It’s official: Windows 11 is finally here. It spent months in the Insider preview space, being tested by eager Windows enthusiasts and critics alike. Many people enjoyed aspects of it, such as its refreshed Windows apps, while an equally vocal portion of people complained about parts of the new OS, such as its controversial Start menu which our very own senior editor Jez Corden outright hates.
Now, official reviews are live, and it’s time for the experts to weigh in with their final thoughts on Windows 11’s release build. You can get your Windows 11 takes from the common user on Reddit or Twitter as well, don’t forget. But if you want insights penned by the tech experts who run the enthusiast sites you like to visit, then take a look at this roundup of what some of the big-name reviewers are saying about the latest iteration of Microsoft’s long-running operating system.
Zac Bowden gave Windows 11 3.5 out of 5 stars for our review of the OS, stating that while it has promise, it’s not without issues that hurt its overall appeal.
Windows 11 has the potential to be the best version of Windows yet, but some of the choices Microsoft has made around Teams Chat, Widgets, setting browser defaults, the incomplete dark mode, and functionality of the taskbar really hold it back from being that. Hopefully the next release of Windows 11 fixes these issues.
Unfortunately for Microsoft, Windows 11 is going to be starting its life with some of the same public perception problems that made Windows Vista and Windows 8 relatively unpopular.

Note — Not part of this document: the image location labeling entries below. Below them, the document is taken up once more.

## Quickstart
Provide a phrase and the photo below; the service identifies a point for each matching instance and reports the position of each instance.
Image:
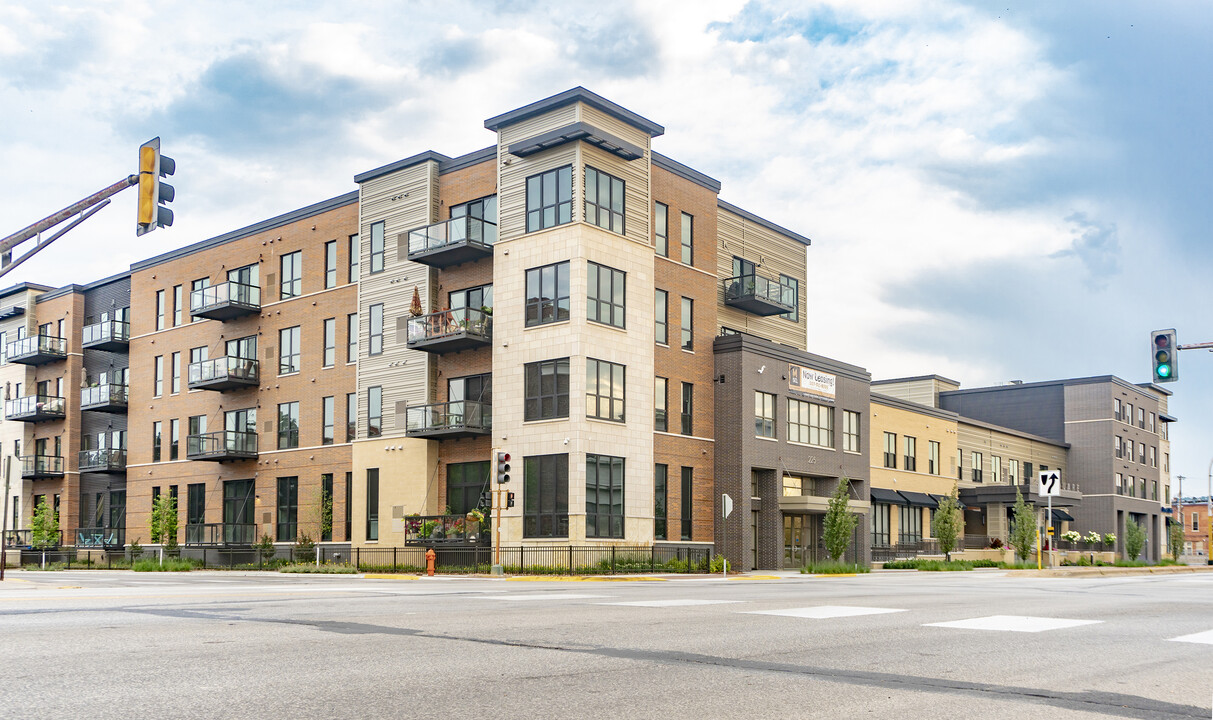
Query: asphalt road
(884, 645)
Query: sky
(994, 192)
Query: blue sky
(995, 192)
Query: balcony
(108, 398)
(103, 461)
(757, 295)
(38, 349)
(462, 418)
(457, 240)
(226, 301)
(35, 409)
(101, 537)
(222, 445)
(41, 467)
(221, 533)
(450, 331)
(223, 373)
(110, 335)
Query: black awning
(881, 495)
(918, 500)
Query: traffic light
(1166, 355)
(502, 468)
(153, 193)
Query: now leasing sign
(810, 382)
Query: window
(764, 415)
(661, 227)
(330, 341)
(604, 200)
(374, 411)
(465, 483)
(849, 430)
(288, 426)
(547, 293)
(376, 247)
(660, 396)
(546, 496)
(660, 496)
(607, 297)
(546, 392)
(688, 407)
(372, 503)
(159, 309)
(604, 389)
(604, 496)
(688, 239)
(292, 274)
(792, 293)
(550, 199)
(688, 324)
(330, 264)
(288, 508)
(289, 350)
(661, 316)
(328, 422)
(809, 423)
(376, 330)
(688, 481)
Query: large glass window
(288, 508)
(604, 389)
(547, 293)
(546, 392)
(289, 349)
(764, 415)
(550, 199)
(661, 227)
(604, 200)
(288, 426)
(604, 496)
(607, 301)
(292, 274)
(546, 496)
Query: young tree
(1023, 527)
(949, 523)
(840, 521)
(44, 527)
(1134, 540)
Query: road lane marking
(1013, 623)
(826, 611)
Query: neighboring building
(1114, 429)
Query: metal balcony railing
(461, 418)
(757, 295)
(449, 243)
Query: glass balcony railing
(757, 295)
(449, 243)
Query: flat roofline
(567, 98)
(762, 222)
(261, 227)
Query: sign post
(1048, 484)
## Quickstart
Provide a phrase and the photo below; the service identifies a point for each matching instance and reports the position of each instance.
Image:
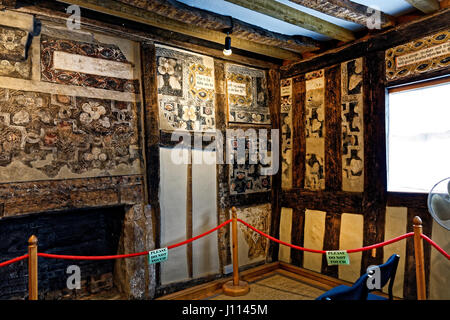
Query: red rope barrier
(382, 244)
(67, 257)
(4, 264)
(199, 236)
(279, 241)
(121, 256)
(436, 246)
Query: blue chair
(359, 290)
(387, 271)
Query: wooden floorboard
(213, 288)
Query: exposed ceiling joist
(347, 10)
(290, 15)
(132, 13)
(209, 20)
(426, 6)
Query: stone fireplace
(94, 231)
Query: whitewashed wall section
(252, 246)
(173, 197)
(351, 237)
(313, 239)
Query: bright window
(418, 136)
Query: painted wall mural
(12, 53)
(185, 90)
(97, 65)
(46, 136)
(418, 56)
(247, 95)
(286, 133)
(315, 130)
(255, 246)
(352, 126)
(245, 173)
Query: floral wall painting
(247, 95)
(185, 90)
(58, 57)
(315, 130)
(352, 126)
(418, 56)
(12, 53)
(286, 132)
(46, 136)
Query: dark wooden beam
(297, 235)
(99, 22)
(426, 6)
(273, 86)
(290, 15)
(333, 129)
(380, 41)
(340, 201)
(133, 13)
(151, 129)
(347, 10)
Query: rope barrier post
(235, 287)
(418, 252)
(32, 268)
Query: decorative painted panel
(247, 95)
(286, 132)
(244, 174)
(352, 126)
(57, 64)
(418, 56)
(45, 136)
(252, 246)
(185, 90)
(315, 131)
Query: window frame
(407, 86)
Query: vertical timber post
(32, 269)
(235, 287)
(418, 253)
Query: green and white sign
(158, 255)
(338, 257)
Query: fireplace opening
(94, 231)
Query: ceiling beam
(426, 6)
(349, 11)
(209, 20)
(132, 13)
(290, 15)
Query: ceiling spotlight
(227, 49)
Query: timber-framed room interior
(224, 150)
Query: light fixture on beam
(227, 49)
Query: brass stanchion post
(32, 268)
(418, 252)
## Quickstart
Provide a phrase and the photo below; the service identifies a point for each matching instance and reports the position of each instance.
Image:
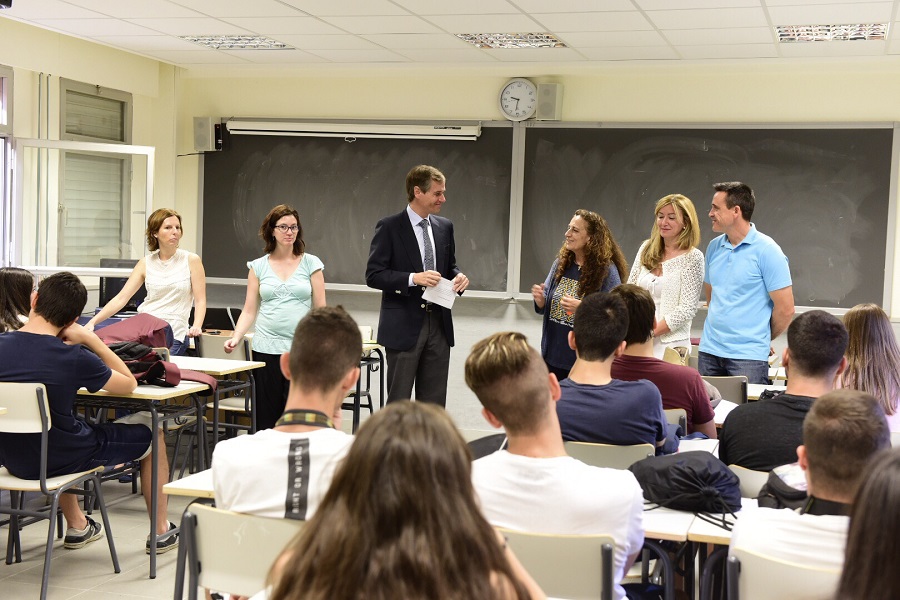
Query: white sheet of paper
(441, 294)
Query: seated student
(54, 350)
(533, 485)
(765, 434)
(401, 520)
(284, 472)
(842, 434)
(871, 555)
(680, 387)
(593, 406)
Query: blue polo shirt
(738, 322)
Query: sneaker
(165, 544)
(79, 538)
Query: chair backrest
(566, 566)
(732, 387)
(677, 416)
(213, 346)
(608, 455)
(751, 481)
(231, 551)
(27, 408)
(751, 576)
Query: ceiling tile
(137, 9)
(347, 8)
(432, 41)
(203, 26)
(603, 39)
(277, 25)
(708, 18)
(486, 23)
(862, 12)
(705, 37)
(361, 56)
(605, 21)
(563, 6)
(728, 51)
(446, 55)
(621, 53)
(91, 27)
(457, 7)
(363, 25)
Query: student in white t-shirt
(533, 485)
(284, 472)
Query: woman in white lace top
(174, 278)
(670, 267)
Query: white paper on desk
(441, 294)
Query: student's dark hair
(15, 297)
(816, 344)
(510, 379)
(421, 176)
(843, 430)
(601, 322)
(267, 229)
(154, 224)
(327, 344)
(738, 194)
(641, 311)
(400, 520)
(870, 569)
(61, 299)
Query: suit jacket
(395, 254)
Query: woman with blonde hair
(16, 286)
(174, 278)
(873, 358)
(670, 267)
(400, 520)
(589, 261)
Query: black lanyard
(313, 418)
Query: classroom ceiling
(422, 32)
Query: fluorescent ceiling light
(236, 42)
(832, 33)
(512, 40)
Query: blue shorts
(119, 443)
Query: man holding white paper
(410, 252)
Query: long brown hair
(267, 229)
(655, 250)
(400, 520)
(873, 356)
(872, 543)
(601, 251)
(15, 296)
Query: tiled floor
(88, 572)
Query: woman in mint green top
(282, 287)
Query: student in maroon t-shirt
(680, 387)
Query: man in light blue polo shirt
(748, 288)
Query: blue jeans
(757, 371)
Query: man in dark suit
(410, 251)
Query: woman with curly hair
(400, 520)
(670, 267)
(873, 358)
(16, 286)
(589, 261)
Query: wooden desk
(148, 398)
(198, 485)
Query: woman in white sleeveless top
(174, 278)
(670, 267)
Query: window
(94, 203)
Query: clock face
(518, 99)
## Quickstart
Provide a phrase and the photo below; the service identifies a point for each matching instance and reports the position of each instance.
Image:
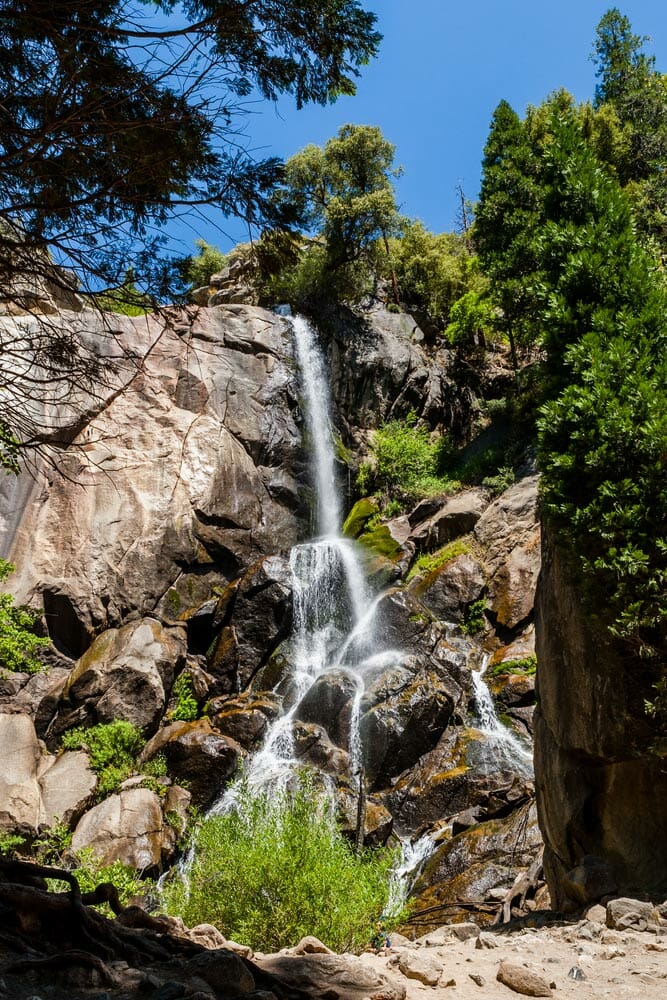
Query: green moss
(381, 541)
(359, 516)
(527, 665)
(430, 562)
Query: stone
(196, 754)
(127, 674)
(128, 827)
(625, 913)
(331, 977)
(222, 969)
(20, 764)
(311, 946)
(419, 966)
(522, 980)
(66, 788)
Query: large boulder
(127, 674)
(598, 794)
(508, 534)
(179, 474)
(127, 827)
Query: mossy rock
(381, 541)
(359, 516)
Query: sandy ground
(615, 964)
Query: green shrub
(278, 870)
(186, 708)
(429, 562)
(112, 747)
(474, 619)
(19, 645)
(407, 461)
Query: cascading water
(505, 749)
(334, 613)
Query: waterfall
(505, 748)
(334, 612)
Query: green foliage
(195, 271)
(90, 872)
(407, 461)
(429, 562)
(186, 708)
(474, 619)
(278, 870)
(526, 665)
(19, 645)
(112, 747)
(10, 843)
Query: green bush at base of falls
(277, 870)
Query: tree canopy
(115, 113)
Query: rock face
(184, 468)
(596, 795)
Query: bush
(278, 870)
(19, 645)
(112, 748)
(406, 461)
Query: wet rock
(126, 674)
(127, 827)
(450, 589)
(255, 615)
(522, 980)
(457, 516)
(198, 755)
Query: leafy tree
(261, 875)
(342, 195)
(19, 644)
(114, 116)
(507, 220)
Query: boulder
(522, 979)
(198, 755)
(423, 968)
(597, 793)
(508, 534)
(127, 674)
(21, 763)
(67, 788)
(127, 827)
(331, 977)
(255, 615)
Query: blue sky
(443, 67)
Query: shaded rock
(509, 536)
(448, 590)
(332, 977)
(522, 980)
(198, 755)
(589, 881)
(255, 613)
(423, 968)
(66, 788)
(126, 674)
(222, 969)
(127, 827)
(631, 913)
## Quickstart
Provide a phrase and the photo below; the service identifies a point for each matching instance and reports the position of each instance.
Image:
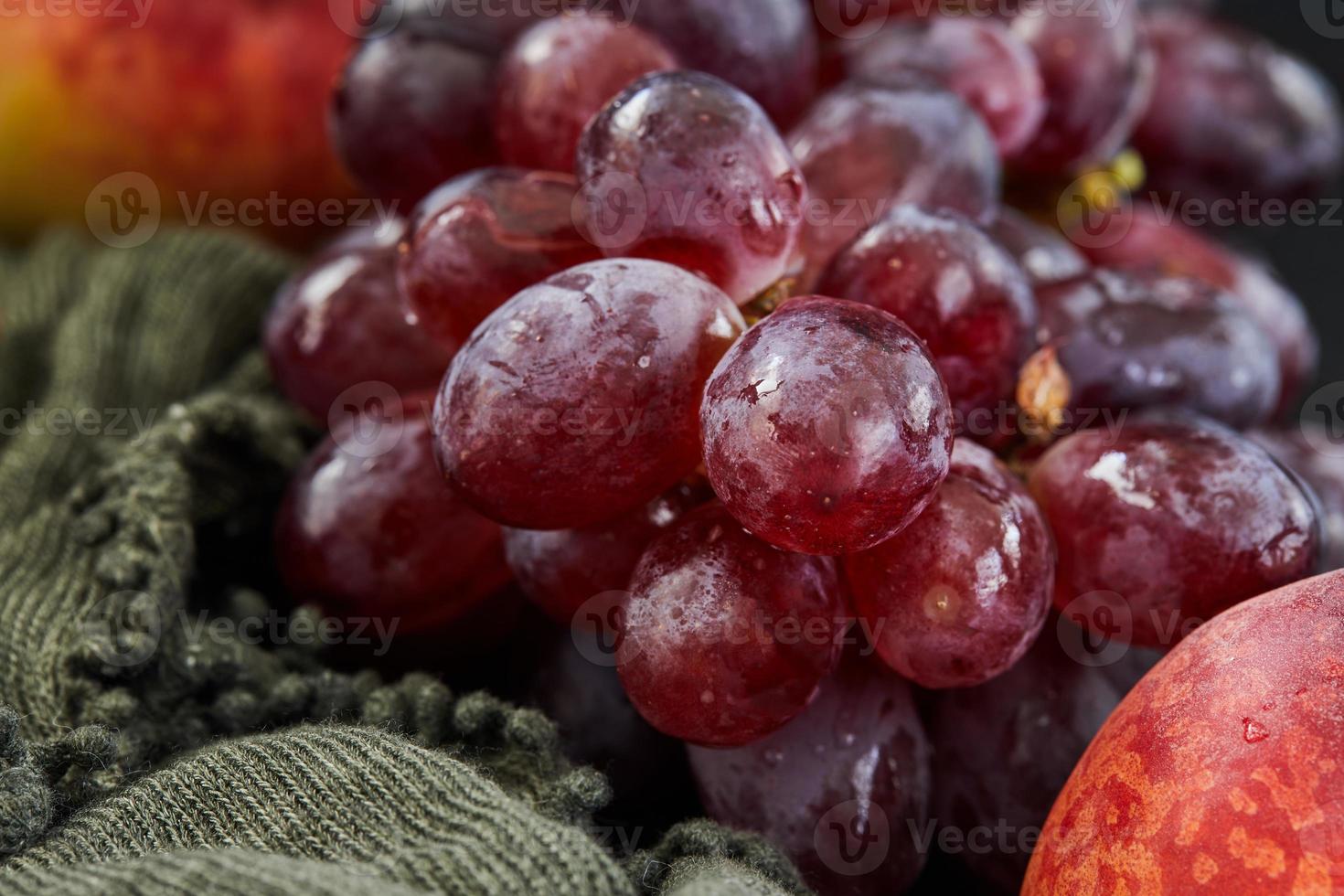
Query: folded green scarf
(139, 438)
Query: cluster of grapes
(745, 354)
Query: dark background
(1309, 258)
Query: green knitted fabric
(139, 761)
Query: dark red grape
(598, 726)
(723, 637)
(1098, 71)
(978, 59)
(565, 569)
(1044, 254)
(411, 112)
(486, 25)
(1174, 249)
(864, 149)
(686, 168)
(1234, 114)
(558, 76)
(1164, 523)
(483, 237)
(827, 427)
(963, 592)
(1133, 340)
(1004, 750)
(1323, 472)
(339, 323)
(765, 48)
(963, 294)
(577, 400)
(843, 789)
(380, 535)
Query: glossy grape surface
(565, 569)
(1129, 341)
(1098, 70)
(765, 48)
(1179, 518)
(712, 186)
(411, 112)
(1324, 473)
(558, 76)
(726, 638)
(339, 323)
(479, 240)
(383, 535)
(1044, 254)
(837, 789)
(1235, 114)
(866, 149)
(827, 429)
(963, 294)
(1004, 750)
(978, 59)
(577, 400)
(1175, 249)
(960, 595)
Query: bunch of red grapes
(740, 351)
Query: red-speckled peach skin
(1221, 773)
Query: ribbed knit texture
(131, 761)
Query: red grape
(339, 323)
(1133, 340)
(1004, 750)
(565, 569)
(1171, 248)
(1234, 114)
(1044, 254)
(383, 536)
(963, 294)
(843, 789)
(768, 48)
(1168, 523)
(718, 191)
(827, 429)
(577, 400)
(1098, 71)
(963, 592)
(411, 112)
(558, 76)
(725, 638)
(1323, 472)
(978, 59)
(483, 237)
(485, 23)
(864, 149)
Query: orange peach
(211, 101)
(1221, 772)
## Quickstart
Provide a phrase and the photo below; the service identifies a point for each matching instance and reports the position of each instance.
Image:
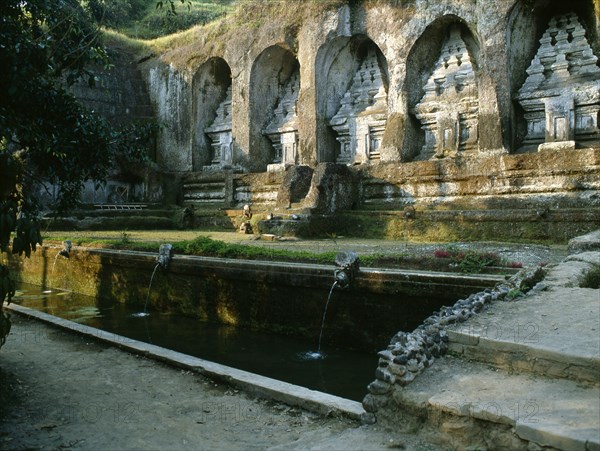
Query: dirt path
(59, 390)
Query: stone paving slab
(558, 413)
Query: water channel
(342, 372)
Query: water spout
(348, 265)
(165, 252)
(66, 250)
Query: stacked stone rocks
(410, 353)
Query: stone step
(476, 406)
(538, 334)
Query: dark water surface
(342, 372)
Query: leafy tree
(45, 134)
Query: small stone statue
(247, 213)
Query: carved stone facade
(360, 121)
(449, 109)
(282, 130)
(561, 95)
(220, 136)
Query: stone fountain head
(165, 252)
(347, 266)
(66, 250)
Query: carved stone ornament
(561, 95)
(361, 118)
(282, 129)
(449, 108)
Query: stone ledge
(557, 413)
(588, 242)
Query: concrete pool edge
(265, 387)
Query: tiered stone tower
(449, 109)
(360, 121)
(561, 95)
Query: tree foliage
(46, 135)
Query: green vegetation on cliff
(143, 19)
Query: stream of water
(343, 372)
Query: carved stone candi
(561, 95)
(282, 130)
(220, 136)
(449, 108)
(361, 118)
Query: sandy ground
(61, 391)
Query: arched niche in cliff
(351, 75)
(211, 85)
(529, 22)
(274, 80)
(441, 92)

In PCWorld‘s Windows 11 review by Mark Hachman, the new operating system won the title of “unnecessary replacement” for Windows 10 that users may want to pass on for the time being.
Essentially, Microsoft places the most disconcerting aspects of Windows 11 front and center, while its best features are hidden deeper within. That puts Windows 11 at a marked disadvantage out of the gate.
I can’t point to a single feature in Windows 11 that’s really worth upgrading instantly for; instead, it’s a collection of changes that make the OS feel more modern and easier to use.
Forbes‘ Barry Collins didn’t mince words in his review. He called it the best Windows yet, but only by a slim margin over Windows 10, which made it not worth upgrading to in many cases.
If you’ve got a stable Windows 10 installation and none of the new features are desperately appealing, why take the risk? Windows 10 will be supported with security updates until late 2025, so there’s no rush to move.
It’s a step forward, even if it isn’t as momentous as Windows 10. It’s also hard to ignore the story behind the new OS, which makes Windows 11 feel more like a way for Microsoft to save face after an embarrassing failure.